You can use automation triggers to define when automation playbooks should be executed. 

Triggers start with an event (such as When a detection is published or When an Endpoint status changes) and can be limited by conditions such as the Detection’s severity is high. Each trigger can be bound to one or more playbooks, which allows both triggers and playbooks to be highly reusable.

Create a trigger

You can create a trigger that describes when playbooks should be executed.

To create a trigger:

1. Click New Trigger and select the event you want to start with.
2. Adjust the trigger’s name to describe your use case.
3. Click Add condition to add a condition that limits when the trigger is activated.
4. Customize the conditions to meet your use case. Keep in mind that certain fields will only be available for certain events. 
5. Click Save.

Triggers are active by default. Click the Active slider to deactivate the trigger and prevent it from firing, or click the ICON_TRASH icon to permanently delete the trigger.

How do condition matchers work?

Each trigger condition has a matcher that determines how values are matched.

For fields that contain one of a known set of values, one of the following matchers might be available:

• <field> is one of <values> matches if the field is one of the values selected.
• <field> is not one of <values> matches if the field is not one of the values selected.
• <field> is <value> matches if the field is the same as the selected value.
• <field> is not <value> matches if the field is not the same as the selected value.
• <field> is <value> matches if the field is the same as the selected value.

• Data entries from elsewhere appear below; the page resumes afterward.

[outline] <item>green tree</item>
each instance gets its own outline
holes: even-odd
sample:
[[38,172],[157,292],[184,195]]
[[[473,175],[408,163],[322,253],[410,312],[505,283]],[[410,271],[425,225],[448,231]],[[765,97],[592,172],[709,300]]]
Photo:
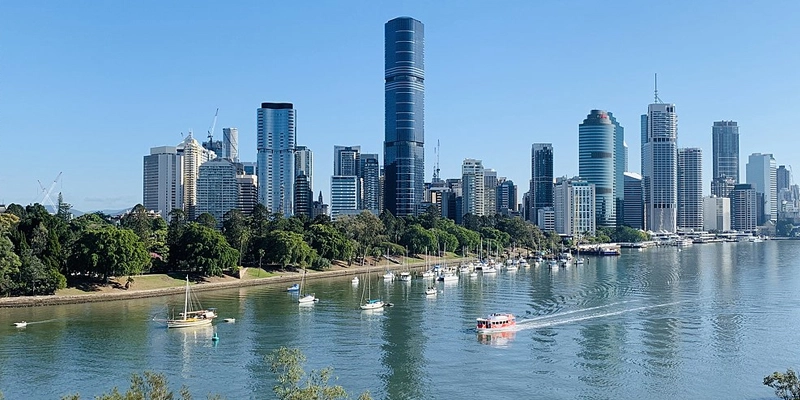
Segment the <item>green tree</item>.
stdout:
[[[64,396],[61,400],[80,400],[80,394]],[[120,393],[119,389],[113,388],[110,392],[95,397],[95,400],[191,400],[192,395],[189,388],[181,386],[178,393],[169,388],[167,377],[164,374],[145,371],[143,375],[133,374],[131,376],[130,389],[125,393]],[[221,399],[219,395],[209,395],[208,399]]]
[[252,235],[247,217],[235,208],[225,213],[224,221],[222,222],[222,234],[225,235],[225,240],[228,241],[231,247],[239,250],[239,264],[241,264],[244,251],[247,249],[247,244]]
[[430,229],[430,232],[436,237],[436,243],[439,244],[443,251],[458,250],[458,238],[452,233],[442,229]]
[[406,230],[405,220],[396,218],[389,210],[383,210],[379,219],[383,223],[384,232],[388,236],[389,241],[400,243],[400,239],[403,237],[403,233],[405,233]]
[[81,234],[70,257],[71,270],[102,276],[136,275],[150,264],[144,243],[130,229],[103,226]]
[[280,264],[283,268],[289,265],[305,267],[317,254],[303,240],[303,236],[295,232],[273,231],[265,238],[267,260]]
[[69,222],[72,219],[72,205],[69,203],[64,202],[64,196],[61,192],[58,192],[58,203],[56,205],[56,217],[58,219]]
[[[306,356],[299,349],[280,347],[267,355],[269,370],[277,374],[278,384],[272,390],[281,400],[334,400],[347,399],[349,396],[343,387],[330,385],[333,368],[306,373],[303,364]],[[372,397],[369,392],[362,393],[359,400]]]
[[320,257],[329,260],[351,260],[356,251],[355,242],[330,225],[313,224],[304,237]]
[[197,222],[200,225],[207,226],[211,229],[217,228],[217,219],[214,218],[213,215],[207,212],[198,215],[197,219],[195,219],[195,222]]
[[152,219],[153,217],[148,215],[147,209],[143,205],[137,204],[120,218],[119,224],[123,228],[132,230],[145,243],[145,246],[150,247],[153,232]]
[[800,400],[800,379],[789,368],[786,373],[773,372],[764,377],[764,385],[775,390],[775,395],[783,400]]
[[67,286],[67,279],[58,270],[48,268],[32,254],[30,249],[20,255],[19,278],[15,294],[41,295],[53,294]]
[[400,244],[405,246],[411,254],[424,254],[426,250],[434,253],[439,249],[436,236],[419,224],[411,225],[406,229]]
[[7,296],[15,289],[21,265],[19,256],[14,253],[14,244],[0,234],[0,296]]
[[179,270],[222,276],[239,261],[239,251],[231,247],[215,229],[190,222],[182,229],[175,247],[170,248],[170,264]]
[[383,222],[369,211],[363,211],[355,216],[339,216],[333,225],[346,237],[356,241],[358,254],[363,254],[366,249],[377,246],[383,241],[385,233]]

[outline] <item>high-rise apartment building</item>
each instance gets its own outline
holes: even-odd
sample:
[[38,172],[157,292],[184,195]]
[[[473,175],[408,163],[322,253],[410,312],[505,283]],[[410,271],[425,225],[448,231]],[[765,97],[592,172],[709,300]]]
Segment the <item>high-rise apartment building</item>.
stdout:
[[678,114],[674,104],[653,103],[643,118],[647,140],[642,143],[646,229],[677,231]]
[[236,165],[227,158],[203,163],[197,177],[197,215],[209,213],[221,227],[225,214],[238,206]]
[[628,170],[628,145],[625,143],[625,128],[614,117],[614,113],[609,112],[608,119],[614,125],[614,214],[616,215],[614,224],[620,225],[625,194],[624,174]]
[[713,195],[703,198],[703,230],[707,232],[731,230],[731,199]]
[[425,29],[413,18],[385,25],[384,206],[414,215],[425,191]]
[[560,235],[594,236],[595,185],[586,180],[566,177],[556,180],[554,193],[555,228]]
[[254,174],[240,174],[236,176],[239,186],[239,211],[244,215],[251,215],[258,204],[258,177]]
[[497,213],[497,171],[483,170],[483,215]]
[[626,172],[623,179],[625,199],[622,206],[622,224],[634,229],[643,229],[642,176],[635,172]]
[[239,128],[222,128],[221,157],[239,162]]
[[333,174],[360,176],[361,146],[333,146]]
[[553,207],[553,145],[534,143],[531,146],[531,182],[527,219],[536,221],[538,209]]
[[258,202],[273,213],[292,215],[295,109],[292,103],[261,103],[258,125]]
[[703,153],[678,149],[678,228],[703,229]]
[[497,186],[497,212],[508,215],[517,211],[517,185],[514,181],[504,179],[503,183]]
[[361,155],[361,208],[375,215],[381,213],[380,208],[380,173],[381,166],[377,154]]
[[143,178],[144,208],[169,219],[172,210],[183,207],[183,160],[175,146],[151,148],[144,156]]
[[178,154],[181,155],[182,167],[182,187],[183,187],[183,210],[190,220],[194,220],[199,215],[197,207],[197,177],[200,174],[200,166],[206,161],[217,157],[216,153],[203,148],[200,143],[192,137],[192,133],[177,146]]
[[305,175],[308,178],[308,189],[314,190],[314,154],[306,146],[294,147],[294,174]]
[[331,176],[331,219],[339,215],[354,215],[358,210],[358,177]]
[[772,154],[753,153],[747,159],[747,183],[756,193],[763,193],[763,216],[760,222],[778,220],[777,164]]
[[311,182],[304,173],[301,172],[294,178],[294,215],[311,216],[314,192],[310,186]]
[[462,215],[472,214],[478,217],[485,215],[484,171],[481,160],[467,158],[461,164]]
[[578,125],[578,175],[594,184],[596,224],[606,228],[617,224],[615,131],[603,110],[592,110]]
[[731,191],[730,183],[739,183],[739,125],[736,121],[714,121],[711,127],[711,165],[711,194],[727,197]]
[[775,184],[778,193],[783,189],[789,189],[789,186],[792,185],[792,172],[786,169],[785,165],[779,165],[775,170]]

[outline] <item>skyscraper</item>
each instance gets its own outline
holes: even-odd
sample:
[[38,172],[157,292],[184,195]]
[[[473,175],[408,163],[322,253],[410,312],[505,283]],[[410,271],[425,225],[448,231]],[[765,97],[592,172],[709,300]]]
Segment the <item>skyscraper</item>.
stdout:
[[642,176],[635,172],[624,174],[625,200],[623,201],[622,223],[634,229],[644,226],[642,213]]
[[578,175],[595,185],[595,223],[607,228],[617,224],[614,136],[615,125],[603,110],[592,110],[578,125]]
[[222,128],[222,156],[239,162],[239,128]]
[[477,217],[484,215],[485,183],[483,173],[481,160],[467,158],[461,164],[462,215],[472,214]]
[[513,211],[517,211],[517,185],[512,180],[503,180],[497,186],[497,212],[508,215]]
[[182,187],[183,187],[183,210],[190,220],[197,217],[197,177],[200,174],[200,166],[209,160],[217,157],[216,153],[203,148],[200,143],[192,137],[192,133],[177,146],[178,154],[181,155],[182,167]]
[[425,191],[425,29],[413,18],[385,25],[384,206],[414,215]]
[[[308,189],[314,190],[314,154],[306,146],[294,148],[294,174],[305,175],[308,178]],[[314,197],[313,195],[311,197]],[[313,199],[312,199],[313,200]]]
[[197,215],[209,213],[221,227],[225,213],[238,206],[236,165],[227,158],[203,163],[197,176]]
[[381,166],[378,163],[377,154],[361,155],[361,208],[370,210],[373,214],[379,215],[380,210],[380,172]]
[[333,174],[359,176],[361,146],[333,146]]
[[529,221],[536,222],[540,208],[553,206],[553,145],[534,143],[531,146],[531,184]]
[[594,236],[595,185],[579,177],[558,178],[554,190],[555,228],[561,235]]
[[[747,183],[753,185],[756,193],[764,195],[763,216],[760,222],[778,220],[778,178],[777,164],[772,154],[753,153],[747,159]],[[736,228],[734,228],[736,229]]]
[[[656,96],[656,101],[659,101]],[[646,229],[677,231],[678,114],[674,104],[647,107],[647,141],[642,144]]]
[[497,213],[497,171],[483,170],[483,215]]
[[144,156],[142,191],[144,208],[155,211],[164,219],[169,213],[181,208],[183,203],[183,160],[175,146],[160,146],[150,149]]
[[[715,121],[711,127],[711,193],[719,196],[717,189],[719,182],[727,185],[724,180],[717,178],[731,178],[733,184],[739,183],[739,126],[736,121]],[[716,190],[715,190],[716,189]]]
[[731,228],[737,231],[756,229],[756,190],[749,183],[740,183],[731,190]]
[[261,103],[258,109],[258,202],[270,212],[292,215],[295,110],[292,103]]
[[331,176],[331,219],[339,215],[353,215],[358,210],[358,177],[354,175]]
[[678,227],[703,229],[703,154],[699,148],[678,149]]
[[614,114],[609,112],[608,119],[614,125],[614,210],[615,225],[622,222],[622,200],[625,197],[625,171],[628,170],[628,145],[625,143],[625,128],[620,125]]

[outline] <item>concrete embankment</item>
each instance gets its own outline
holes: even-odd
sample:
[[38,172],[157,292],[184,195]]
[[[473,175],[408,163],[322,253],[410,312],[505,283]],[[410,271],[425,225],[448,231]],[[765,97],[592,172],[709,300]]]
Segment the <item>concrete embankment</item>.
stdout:
[[[462,259],[447,260],[448,263],[458,263]],[[438,262],[438,261],[437,261]],[[347,268],[335,268],[328,271],[313,271],[308,270],[306,275],[307,280],[334,278],[339,276],[355,275],[366,273],[368,270],[373,272],[380,272],[385,270],[401,270],[406,267],[412,270],[418,270],[425,267],[424,262],[415,262],[408,265],[390,264],[378,266],[350,266]],[[234,279],[226,282],[201,282],[192,285],[192,291],[203,292],[209,290],[230,289],[246,286],[261,286],[286,282],[297,282],[300,278],[299,272],[283,272],[277,276],[270,276],[266,278],[251,278],[251,279]],[[128,300],[128,299],[141,299],[146,297],[161,297],[171,296],[178,293],[183,293],[185,288],[183,286],[168,287],[160,289],[136,290],[129,289],[114,292],[97,292],[86,293],[79,295],[51,295],[51,296],[23,296],[23,297],[4,297],[0,298],[0,308],[17,308],[17,307],[38,307],[38,306],[53,306],[61,304],[81,304],[81,303],[94,303],[99,301],[115,301],[115,300]]]

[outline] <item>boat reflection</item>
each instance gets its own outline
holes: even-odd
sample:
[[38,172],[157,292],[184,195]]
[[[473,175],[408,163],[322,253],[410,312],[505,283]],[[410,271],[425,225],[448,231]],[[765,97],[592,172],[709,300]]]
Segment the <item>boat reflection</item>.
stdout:
[[516,331],[478,333],[478,342],[493,347],[506,347],[516,337]]

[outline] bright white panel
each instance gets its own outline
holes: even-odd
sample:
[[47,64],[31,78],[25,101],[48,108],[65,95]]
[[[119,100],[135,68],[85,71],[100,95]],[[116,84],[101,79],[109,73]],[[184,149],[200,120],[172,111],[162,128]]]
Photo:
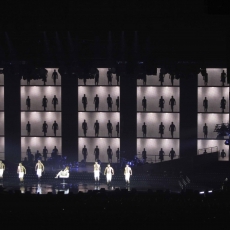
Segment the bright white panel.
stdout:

For fields that contain a list of known sets of values, one of the following matchers might be available:

• <field of values> includes any of <values> matches if at least one of field values is the same as one the selected values.
• <field of values> does not contain any of <values> matches if none of field values is the same as any the selected values.

For fields that contain a list of values, one of the following matchers might be available:

• <field of values> contain <value> matches if at least one of field values contains the text in the entered value.
• <field of values> does not contain <value> matches if none of field values contains the text in the entered value.

For fields with text values, one of the following matchers might be available:

• <field> starts with <value> matches if the field starts with the text in the entered value.
• <field> starts with one of <comma separated values> matches if the field starts with any of the entered comma-separated values.
• <field> ends with <value> matches if the field ends with the text in the entered value.
• <field> matches wildcard <value> matches if the field matches the entered value using filename wildcard syntax.
• <field> does not match wildcard <value> matches if the field does not match the entered value using filename wildcard syntax.
• <field> includes all of <value> matches if the field ends with the text in the entered value.

For numeric fields, one of the following matchers might be available:

• <field> is greater than <value> matches if the field is greater than the entered value.
• <field> is less than <value> matches if the field is less than the entered value.